Normally, such a shortfall would be easy to finance — if capital inflows were behaving as they usually do. Last year, they were anything but normal. In 2025, foreign portfolio investors (FPIs) withdrew about $19 billion from Indian equities on a net basis — the worst outflow on record. This exodus occurred even as capital flows into the broader MSCI Emerging Markets index remained robust. India was a clear outlier.

Foreign direct investment (FDI) has been no more reassuring. This should have been a moment of opportunity, with multinationals diversifying away from China and India opening more sectors to foreign capital while offering incentives through production-linked schemes. Yet investors remain hesitant. Gross FDI inflows have been stuck at around 1.7 per cent of GDP since early 2023, well below the 3 per cent seen in the mid-2000s.

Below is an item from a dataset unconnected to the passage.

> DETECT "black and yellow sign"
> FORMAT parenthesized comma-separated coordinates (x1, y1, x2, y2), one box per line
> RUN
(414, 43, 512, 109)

The graph tells the story starkly. Between January 2024 and October 2025, gross FDI inflows averaged about $7 billion a month, while withdrawals ran close to $4 billion, leaving net inflows of barely $3 billion — negligible for a $4 trillion economy. Once rising outward investment by Indian firms, averaging $2-3 billion a month, is taken into account, the picture worsens. In effect, India has received close to zero net FDI each month over the past 22 months.

The conclusion is hard to escape: India has failed to capitalise on the global shift in FDI in any meaningful way. This has in turn soured the mood among portfolio investors who now appear far less confident about India’s long-term growth prospects. Instead, capital is being redirected to East Asia, where economies are seen as better positioned to benefit from the China+1 strategy and the artificial intelligence (AI) boom. Delays to a US-India trade deal have only reinforced this perception. The rupee’s slide reflects this deeper malaise — India’s waning appeal as a destination for foreign capital. The Reserve Bank of India’s heavy interventions in the foreign-exchange market have offered only a temporary fix; a durable remedy lies in reforms that restore credibility and rekindle India’s appeal to global investors. 

All of this places the forthcoming Union Budget firmly in the spotlight. Strong headline numbers — rapid growth, low inflation and a modest current account deficit — have fostered the belief that little needs fixing. That would be a misjudgement. Both foreign investors and domestic firms are signalling that something is amiss, as evident in the prolonged weakness of private investment. The government has taken a few policy steps in recent months. One can only hope that more decisive measures will follow when the Budget is presented on February 1.